Model-Free and Prior-Free Data-Driven Inference in Mechanics

Abstract

We present a model-free data-driven inference method that enables inferences on system outcomes to be derived directly from empirical data without the need for intervening modeling of any type, be it modeling of a material law or modeling of a prior distribution of material states. We specifically consider physical systems with states characterized by points in a phase space determined by the governing field equations.
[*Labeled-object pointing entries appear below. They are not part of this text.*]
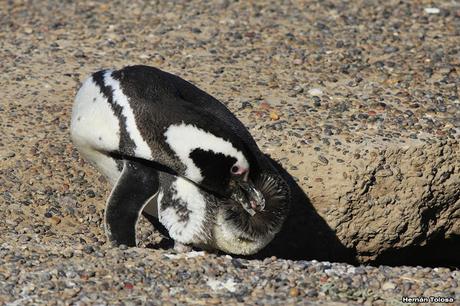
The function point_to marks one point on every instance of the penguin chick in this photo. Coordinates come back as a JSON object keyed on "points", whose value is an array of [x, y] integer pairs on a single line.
{"points": [[195, 217], [135, 123]]}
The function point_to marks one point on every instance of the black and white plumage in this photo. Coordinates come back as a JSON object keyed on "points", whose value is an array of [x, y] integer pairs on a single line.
{"points": [[152, 133]]}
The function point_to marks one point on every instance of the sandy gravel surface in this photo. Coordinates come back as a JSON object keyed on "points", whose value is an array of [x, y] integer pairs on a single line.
{"points": [[316, 74]]}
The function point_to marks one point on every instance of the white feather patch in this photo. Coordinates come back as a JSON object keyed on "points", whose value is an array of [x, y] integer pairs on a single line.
{"points": [[142, 149], [184, 138], [94, 128], [189, 195]]}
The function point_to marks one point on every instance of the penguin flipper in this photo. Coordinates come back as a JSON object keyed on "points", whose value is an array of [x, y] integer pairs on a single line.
{"points": [[137, 184]]}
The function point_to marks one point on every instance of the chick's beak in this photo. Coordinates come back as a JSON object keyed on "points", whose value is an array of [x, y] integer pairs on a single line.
{"points": [[245, 193]]}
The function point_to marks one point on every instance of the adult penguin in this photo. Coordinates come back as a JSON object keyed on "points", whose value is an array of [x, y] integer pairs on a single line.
{"points": [[138, 122]]}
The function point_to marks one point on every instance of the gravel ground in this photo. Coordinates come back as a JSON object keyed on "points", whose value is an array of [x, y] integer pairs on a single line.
{"points": [[314, 73]]}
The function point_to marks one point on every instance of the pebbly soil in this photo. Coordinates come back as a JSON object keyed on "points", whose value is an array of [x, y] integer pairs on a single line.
{"points": [[300, 75]]}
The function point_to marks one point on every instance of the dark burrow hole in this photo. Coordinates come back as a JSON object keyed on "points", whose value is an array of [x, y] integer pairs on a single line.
{"points": [[306, 236]]}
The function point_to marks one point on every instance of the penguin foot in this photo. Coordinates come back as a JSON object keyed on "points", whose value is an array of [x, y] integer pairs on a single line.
{"points": [[182, 248]]}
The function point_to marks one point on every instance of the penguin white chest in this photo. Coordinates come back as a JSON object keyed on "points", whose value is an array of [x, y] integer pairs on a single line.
{"points": [[95, 129]]}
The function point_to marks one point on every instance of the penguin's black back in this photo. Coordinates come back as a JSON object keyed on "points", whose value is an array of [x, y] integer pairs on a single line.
{"points": [[160, 99]]}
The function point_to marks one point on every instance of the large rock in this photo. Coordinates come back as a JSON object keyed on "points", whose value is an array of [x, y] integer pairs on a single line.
{"points": [[390, 203]]}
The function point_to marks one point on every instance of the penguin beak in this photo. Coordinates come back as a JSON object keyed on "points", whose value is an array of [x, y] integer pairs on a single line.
{"points": [[248, 196]]}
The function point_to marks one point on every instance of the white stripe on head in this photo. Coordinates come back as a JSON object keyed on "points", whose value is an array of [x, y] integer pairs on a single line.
{"points": [[142, 149], [189, 231], [184, 138]]}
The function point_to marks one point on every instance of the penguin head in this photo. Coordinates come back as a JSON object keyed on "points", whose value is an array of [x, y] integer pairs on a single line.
{"points": [[219, 164]]}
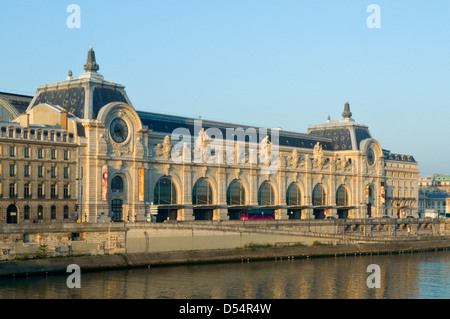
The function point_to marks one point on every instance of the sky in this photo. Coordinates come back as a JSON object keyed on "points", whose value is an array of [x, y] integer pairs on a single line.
{"points": [[286, 63]]}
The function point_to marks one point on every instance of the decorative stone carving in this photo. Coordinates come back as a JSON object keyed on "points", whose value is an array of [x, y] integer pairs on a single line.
{"points": [[139, 148], [204, 171], [265, 151], [200, 146], [102, 145], [163, 150], [166, 169], [319, 161], [292, 160]]}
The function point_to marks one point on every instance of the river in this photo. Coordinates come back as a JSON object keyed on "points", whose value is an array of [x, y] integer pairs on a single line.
{"points": [[424, 275]]}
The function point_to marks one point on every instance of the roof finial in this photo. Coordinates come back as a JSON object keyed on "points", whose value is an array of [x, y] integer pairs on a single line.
{"points": [[347, 114], [91, 64]]}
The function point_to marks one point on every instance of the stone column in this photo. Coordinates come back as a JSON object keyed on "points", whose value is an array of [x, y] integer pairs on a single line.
{"points": [[186, 213]]}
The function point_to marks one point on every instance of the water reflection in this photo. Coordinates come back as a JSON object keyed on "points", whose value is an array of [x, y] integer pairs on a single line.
{"points": [[423, 275]]}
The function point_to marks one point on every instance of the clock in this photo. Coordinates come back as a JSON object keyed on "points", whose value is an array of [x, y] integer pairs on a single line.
{"points": [[370, 156], [119, 130]]}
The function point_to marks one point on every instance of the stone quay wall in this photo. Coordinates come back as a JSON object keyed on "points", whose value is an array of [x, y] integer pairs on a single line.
{"points": [[44, 240]]}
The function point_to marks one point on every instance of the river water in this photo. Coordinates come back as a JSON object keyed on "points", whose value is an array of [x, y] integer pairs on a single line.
{"points": [[424, 275]]}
We assume that the system is characterized by two likelihood measures: one \(\mu _D\) measuring the likelihood of observing a material state in phase space; and another \(\mu _E\) measuring the likelihood of states satisfying the field equations, possibly under random actuation. We introduce a notion of intersection between measures which can be interpreted to quantify the likelihood of system outcomes. We provide conditions under which the intersection can be characterized as the athermal limit \(\mu _\infty \) of entropic regularizations \(\mu _\beta \), or thermalizations, of the product measure \(\mu = \mu _D\times \mu _E\) as \(\beta \rightarrow +\infty \). We also supply conditions under which \(\mu _\infty \) can be obtained as the athermal limit of carefully thermalized \((\mu _{h,\beta _h})\) sequences of empirical data sets \((\mu _h)\) approximating weakly an unknown likelihood function \(\mu \). In particular, we find that the cooling sequence \(\beta _h \rightarrow +\infty \) must be slow enough, corresponding to annealing, in order for the proper limit \(\mu _\infty \) to be delivered. Finally, we derive explicit analytic expressions for expectations \(\mathbb {E}[f]\) of outcomes f that are explicit in the data, thus demonstrating the feasibility of the model-free data-driven paradigm as regards making convergent inferences directly from the data without recourse to intermediate modeling steps.